A solar-powered airplane finished crossing the United States on Saturday, landing in New York City after flying over the Statue of Liberty during its historic bid to circle the globe, the project team said. The spindly, single-seat experimental aircraft, dubbed Solar Impulse 2, arrived at New York's John F. Kennedy International Airport at about 4 a.m. local time after it took off about five hours beforehand at Lehigh Valley International Airport in Pennsylvania, the team reported on the airplane's website. Such a pleasure to land in New York! For the 14th time we celebrate sustainability," said the project's co-founder Andre Borschberg on Twitter after flying over the city and the Statue of Liberty during the 14th leg of the trip around the globe. The Swiss team flying the aircraft in a campaign to build support for clean energy technologies hopes eventually to complete its circumnavigation in Abu Dhabi, where the journey began in March 2015. The solar cr...
The most recent pictures from the New Horizons shuttle have uncovered another scope of ice mountains on Pluto. The solidified tops were found on the lower-left edge of the smaller person world's "heart" and are 1-1.5km-high. They sit between a patch of frigid, level territory, called Sputnik Planum, which researchers accept is under 100 million years of age, and a dull range dating to billions of years back. All the more close-ups will be divulged on Friday at a question and answer session.Jeff Moore, who leads the geology, geophysics and imaging team on New Horizons, said: "There is a pronounced difference in texture between the younger, frozen plains to the east and the dark, heavily-cratered terrain to the west.

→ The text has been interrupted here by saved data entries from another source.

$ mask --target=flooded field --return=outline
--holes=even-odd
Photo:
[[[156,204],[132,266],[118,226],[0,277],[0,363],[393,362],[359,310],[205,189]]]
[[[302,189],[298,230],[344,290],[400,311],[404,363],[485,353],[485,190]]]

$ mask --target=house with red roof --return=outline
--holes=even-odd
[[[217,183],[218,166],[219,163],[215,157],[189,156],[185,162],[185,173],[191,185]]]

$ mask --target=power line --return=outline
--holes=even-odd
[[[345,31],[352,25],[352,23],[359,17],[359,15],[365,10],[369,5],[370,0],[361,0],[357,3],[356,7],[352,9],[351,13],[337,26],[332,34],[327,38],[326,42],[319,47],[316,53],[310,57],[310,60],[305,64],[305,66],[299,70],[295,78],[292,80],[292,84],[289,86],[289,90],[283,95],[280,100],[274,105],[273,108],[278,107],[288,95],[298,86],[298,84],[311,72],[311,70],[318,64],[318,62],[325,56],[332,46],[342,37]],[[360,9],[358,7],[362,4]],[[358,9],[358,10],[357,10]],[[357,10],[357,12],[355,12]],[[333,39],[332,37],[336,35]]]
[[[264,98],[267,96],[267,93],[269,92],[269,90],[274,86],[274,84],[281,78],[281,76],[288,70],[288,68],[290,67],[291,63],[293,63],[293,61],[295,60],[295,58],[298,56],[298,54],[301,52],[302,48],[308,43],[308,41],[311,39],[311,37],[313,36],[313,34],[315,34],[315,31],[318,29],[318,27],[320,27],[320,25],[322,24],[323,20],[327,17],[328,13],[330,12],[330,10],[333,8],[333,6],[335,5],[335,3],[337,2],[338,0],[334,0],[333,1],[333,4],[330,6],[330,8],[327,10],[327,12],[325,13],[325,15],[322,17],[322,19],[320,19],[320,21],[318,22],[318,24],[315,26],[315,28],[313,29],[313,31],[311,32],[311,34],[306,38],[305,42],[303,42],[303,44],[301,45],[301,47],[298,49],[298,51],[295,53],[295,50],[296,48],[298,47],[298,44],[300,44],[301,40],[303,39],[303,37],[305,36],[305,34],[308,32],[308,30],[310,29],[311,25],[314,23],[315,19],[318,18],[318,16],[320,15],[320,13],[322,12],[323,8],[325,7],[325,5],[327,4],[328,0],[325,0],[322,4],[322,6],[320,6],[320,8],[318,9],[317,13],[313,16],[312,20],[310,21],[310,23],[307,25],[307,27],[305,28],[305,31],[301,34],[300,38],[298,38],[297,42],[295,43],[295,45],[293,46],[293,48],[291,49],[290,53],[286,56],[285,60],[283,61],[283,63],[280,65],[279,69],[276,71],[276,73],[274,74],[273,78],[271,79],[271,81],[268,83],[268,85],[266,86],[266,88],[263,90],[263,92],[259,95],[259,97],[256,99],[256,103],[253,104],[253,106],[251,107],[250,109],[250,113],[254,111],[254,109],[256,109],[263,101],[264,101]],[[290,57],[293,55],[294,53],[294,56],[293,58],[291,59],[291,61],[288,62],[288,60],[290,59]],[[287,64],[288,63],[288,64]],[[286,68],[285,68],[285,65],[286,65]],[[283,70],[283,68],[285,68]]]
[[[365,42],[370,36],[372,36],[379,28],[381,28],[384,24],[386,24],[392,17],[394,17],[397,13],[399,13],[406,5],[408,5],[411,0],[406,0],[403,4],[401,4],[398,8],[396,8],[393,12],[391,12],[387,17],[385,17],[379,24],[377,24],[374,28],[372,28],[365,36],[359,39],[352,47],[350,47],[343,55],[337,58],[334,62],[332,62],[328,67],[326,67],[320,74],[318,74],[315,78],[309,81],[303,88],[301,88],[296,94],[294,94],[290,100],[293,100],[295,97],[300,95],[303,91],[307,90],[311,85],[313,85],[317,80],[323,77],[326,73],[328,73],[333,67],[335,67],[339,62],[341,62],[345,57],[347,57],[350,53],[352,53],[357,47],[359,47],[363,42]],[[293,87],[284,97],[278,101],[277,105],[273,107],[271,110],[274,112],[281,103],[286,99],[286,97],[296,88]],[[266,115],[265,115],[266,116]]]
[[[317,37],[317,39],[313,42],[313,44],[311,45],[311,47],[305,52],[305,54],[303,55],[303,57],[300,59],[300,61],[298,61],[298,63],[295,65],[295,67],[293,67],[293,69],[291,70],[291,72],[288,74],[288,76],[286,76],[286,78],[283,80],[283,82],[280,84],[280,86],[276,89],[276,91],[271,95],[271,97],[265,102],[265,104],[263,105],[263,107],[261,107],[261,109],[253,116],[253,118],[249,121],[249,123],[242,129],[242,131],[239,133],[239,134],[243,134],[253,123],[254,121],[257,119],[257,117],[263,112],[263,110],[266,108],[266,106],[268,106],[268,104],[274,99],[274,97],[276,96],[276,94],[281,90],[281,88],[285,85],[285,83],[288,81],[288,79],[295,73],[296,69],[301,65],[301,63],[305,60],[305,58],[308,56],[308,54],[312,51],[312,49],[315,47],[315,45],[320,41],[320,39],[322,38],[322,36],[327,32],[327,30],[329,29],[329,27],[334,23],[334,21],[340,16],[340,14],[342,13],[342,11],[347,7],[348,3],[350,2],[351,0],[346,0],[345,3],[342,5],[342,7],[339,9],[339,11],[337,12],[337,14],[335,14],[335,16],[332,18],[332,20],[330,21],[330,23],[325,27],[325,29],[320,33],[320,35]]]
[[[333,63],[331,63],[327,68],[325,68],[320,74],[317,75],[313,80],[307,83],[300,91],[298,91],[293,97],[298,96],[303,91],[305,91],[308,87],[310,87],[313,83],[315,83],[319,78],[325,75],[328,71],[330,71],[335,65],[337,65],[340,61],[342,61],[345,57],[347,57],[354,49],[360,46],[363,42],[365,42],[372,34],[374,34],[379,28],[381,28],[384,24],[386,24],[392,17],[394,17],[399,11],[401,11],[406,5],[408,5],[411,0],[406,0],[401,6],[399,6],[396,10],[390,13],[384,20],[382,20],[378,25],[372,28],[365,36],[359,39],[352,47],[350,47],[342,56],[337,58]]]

"There's a complex interaction going on between the bright and the dark materials that we're still trying to understand."The newly spotted mountains are about 110km away from another range, which is now known as Norgay Montes, which appeared in some of the first images returned from last week's fly-by. Those peaks are much more lofty: standing at about 3.3km-high, they rival the Rocky Mountains in size.An image taken by the probe's high resolution camera, Lorri, reveals the most-detailed-view yet of Hydra, which is about 55km-long and 40km-wide.
"Additional compositional data has already been taken of Nix, but is not yet downlinked. It will tell us why this region is redder than its surroundings," said mission scientist Carly Howett. "This observation is so tantalizing, I'm finding it hard to be patient for more Nix data to be downlinked."